Abécédaire

 

 
Fièvre n°4
 
 

Augustin Leroy

12/01/2019

 

 

1. Selon le Trésor de la Langue Française, « état morbide caractérisé par une élévation de la température du corps ». Pourtant, j’ai froid. Si la fièvre traduit une température plus élevée, pourquoi ai-je si froid, grelottant sous ma couette tandis que les gencives me lancent ? Pourquoi cette ultime cruauté qui consiste à dire aux enfants de prendre un bain d’eau froide alors qu’il fait déjà si froid ? Un bain chaud me paraissait plus désirable, au point de souhaiter l’augmentation de la chaleur jusqu’à l’évanouissement. Alors viennent les sommeils peuplés de rêves étranges où se confondent les hélices qui ornent l’avion de plastique accroché au plafond et les lames de lumière qui agitent l’obscurité sous mes paupières closes. Dans les phases d’éveil, néanmoins, quand je vais chancelant jusqu’aux toilettes, la terreur s’installe, froide, tenace : ma fièvre annonce la mort. D’ailleurs, la voici qui toque à la porte de ma chambre. J’étouffe sans pouvoir appeler à l’aide, mes doigts faibles cherchent un pan de tissu pour me couvrir, paraître mort aux yeux de la Mort. La porte grince, mes dents claquent. Un ange apparait ou plutôt une ombre chaleureuse déposant à mon chevet un verre d’eau et un doliprane, avant de recouvrir mon front d’un gant de toilette frais. L’ombre parle et me fait une promesse : « tu ne vas pas mourir, ce n’est qu’une fièvre passagère ». Rassuré, je me rendors dans les hélices du sommeil.

 2. Au figuré, la fièvre désigne un état émotionnel où l’agitation de l’esprit va de pair avec le trouble du corps. Les pensées fusent en tous sens tandis que mon cœur bat à tout rompre. Ce trouble n’est pas nécessairement la manifestation de l’inquiétude. Il témoigne seulement d’une perturbation, d’un agencement inattendu entre un évènement extérieur et la cohésion apparente de ma vie interne. La rougeur des amoureux au moment d’échanger un premier baiser, fébrile, tremblant, incertain, me paraît être une scène exemplaire de cette perturbation. Peut-être même que, succombant sous les draps, fantasmant la venue imminente de la mort, je suis doublement fiévreux : au sens propre comme figuré.

 3. Par analogie, un état fiévreux peut caractériser l’émotion collective d’un peuple en émoi. Certains tendent à exciter la fièvre du monde afin d’asseoir leur pouvoir. D’autres recherchent l’apaisement et vantent les vertus de la raison froide, lucide. Je crains que la fièvre collective n’ait pour effet de simplifier l’hétérogénéité du corps politique. Au lendemain, alors que la température a descendu, le jour pourrait éclairer un monde agonisant plutôt que convalescent.

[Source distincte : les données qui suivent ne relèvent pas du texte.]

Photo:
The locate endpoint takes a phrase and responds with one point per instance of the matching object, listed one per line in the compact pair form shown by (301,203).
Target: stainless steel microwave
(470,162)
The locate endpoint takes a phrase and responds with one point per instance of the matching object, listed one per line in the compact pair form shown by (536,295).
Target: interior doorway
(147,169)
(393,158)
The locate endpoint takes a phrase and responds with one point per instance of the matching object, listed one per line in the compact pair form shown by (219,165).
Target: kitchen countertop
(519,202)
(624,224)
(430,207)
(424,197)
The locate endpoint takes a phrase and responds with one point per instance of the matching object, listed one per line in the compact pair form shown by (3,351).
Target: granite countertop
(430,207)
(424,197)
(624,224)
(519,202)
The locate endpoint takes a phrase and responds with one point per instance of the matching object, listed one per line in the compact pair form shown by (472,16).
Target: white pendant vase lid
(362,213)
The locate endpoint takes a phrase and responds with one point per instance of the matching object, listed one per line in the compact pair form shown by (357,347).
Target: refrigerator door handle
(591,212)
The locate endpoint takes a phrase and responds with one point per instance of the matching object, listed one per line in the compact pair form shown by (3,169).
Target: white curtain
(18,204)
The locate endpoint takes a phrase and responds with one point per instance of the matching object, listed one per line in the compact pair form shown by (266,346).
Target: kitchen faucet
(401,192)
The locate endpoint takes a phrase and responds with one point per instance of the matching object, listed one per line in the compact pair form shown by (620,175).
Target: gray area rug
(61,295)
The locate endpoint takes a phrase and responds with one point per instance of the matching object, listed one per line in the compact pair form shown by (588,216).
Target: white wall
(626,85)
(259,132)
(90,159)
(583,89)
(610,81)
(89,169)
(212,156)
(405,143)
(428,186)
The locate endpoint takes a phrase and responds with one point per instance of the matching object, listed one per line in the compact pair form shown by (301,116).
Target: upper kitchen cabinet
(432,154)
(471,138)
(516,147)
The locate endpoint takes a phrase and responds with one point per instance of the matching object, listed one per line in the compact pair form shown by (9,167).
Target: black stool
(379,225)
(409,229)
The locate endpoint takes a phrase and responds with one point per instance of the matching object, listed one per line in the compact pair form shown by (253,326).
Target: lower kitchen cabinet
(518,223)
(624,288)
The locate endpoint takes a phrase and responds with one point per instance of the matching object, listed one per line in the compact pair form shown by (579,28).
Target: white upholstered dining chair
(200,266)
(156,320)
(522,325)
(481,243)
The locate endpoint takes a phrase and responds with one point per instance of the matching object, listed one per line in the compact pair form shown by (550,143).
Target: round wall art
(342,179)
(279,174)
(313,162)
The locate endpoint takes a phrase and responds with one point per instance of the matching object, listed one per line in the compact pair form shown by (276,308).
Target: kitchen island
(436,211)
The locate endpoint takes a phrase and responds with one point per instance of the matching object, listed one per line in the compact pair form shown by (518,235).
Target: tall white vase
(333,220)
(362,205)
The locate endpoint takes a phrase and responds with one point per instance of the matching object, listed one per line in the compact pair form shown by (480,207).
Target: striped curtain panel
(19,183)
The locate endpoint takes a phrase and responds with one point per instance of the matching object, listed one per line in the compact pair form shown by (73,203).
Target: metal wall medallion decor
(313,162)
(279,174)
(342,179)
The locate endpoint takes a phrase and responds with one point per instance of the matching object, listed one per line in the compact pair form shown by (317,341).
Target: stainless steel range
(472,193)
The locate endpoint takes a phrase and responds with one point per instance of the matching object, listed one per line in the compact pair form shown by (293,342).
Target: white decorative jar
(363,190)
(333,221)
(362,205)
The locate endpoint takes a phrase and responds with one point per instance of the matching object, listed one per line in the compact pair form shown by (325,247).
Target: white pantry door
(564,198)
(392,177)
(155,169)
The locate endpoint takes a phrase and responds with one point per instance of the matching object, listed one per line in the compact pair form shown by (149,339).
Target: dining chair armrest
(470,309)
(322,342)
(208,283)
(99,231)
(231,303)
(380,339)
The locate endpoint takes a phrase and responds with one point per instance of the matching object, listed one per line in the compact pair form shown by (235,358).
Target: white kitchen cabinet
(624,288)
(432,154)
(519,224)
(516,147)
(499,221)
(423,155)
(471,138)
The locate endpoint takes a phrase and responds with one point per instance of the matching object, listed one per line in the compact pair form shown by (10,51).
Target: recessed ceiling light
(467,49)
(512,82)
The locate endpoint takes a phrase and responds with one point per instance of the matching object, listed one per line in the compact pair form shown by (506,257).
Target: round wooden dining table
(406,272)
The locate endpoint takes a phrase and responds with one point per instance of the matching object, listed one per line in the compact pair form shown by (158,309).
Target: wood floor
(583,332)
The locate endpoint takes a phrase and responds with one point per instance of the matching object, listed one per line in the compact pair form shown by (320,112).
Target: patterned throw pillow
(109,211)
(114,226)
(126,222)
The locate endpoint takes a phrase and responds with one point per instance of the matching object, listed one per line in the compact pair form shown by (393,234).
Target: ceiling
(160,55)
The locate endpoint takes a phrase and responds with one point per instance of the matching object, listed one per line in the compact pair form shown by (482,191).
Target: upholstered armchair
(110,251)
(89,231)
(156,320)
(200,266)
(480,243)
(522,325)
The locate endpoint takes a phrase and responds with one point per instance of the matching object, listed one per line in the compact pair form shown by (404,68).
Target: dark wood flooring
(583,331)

 Ainsi, la fièvre désigne tout à la fois un moment et une métamorphose passagère, transitoire. La maladie, l’amour, la révolution. En elle-même, elle n’est ni bonne ni mauvaise. Certes, elle peut être vécue comme un moment déplaisant, mais ce déplaisir a toujours une issue nouvelle, dont l’exemple le plus extrême serait ou bien la mort ou bien la santé augmentée du souvenir de la maladie passée. Dans Le Peintre de la vie moderne, Baudelaire écrit que « la convalescence est comme un retour vers l’enfance », dans la mesure où l’œil qui s’ouvre sur un monde neuf y perçoit une intensité nouvelle, un chatoiement de vie similaire à celui qu’éprouve l’enfant curieux et passionné de nouveautés. Sans m’appesantir sur le fantasme de l’enfance paradisiaque et du mythe originel qu’il implique, je retiens la douceur de la comparaison et de l’euphonie : papillonnant de l’œil au lendemain d’une fièvre historique, convalescent, je découvre à chaque poussée de fièvre les délices d’un avion haut perché sur un plafond de nuages.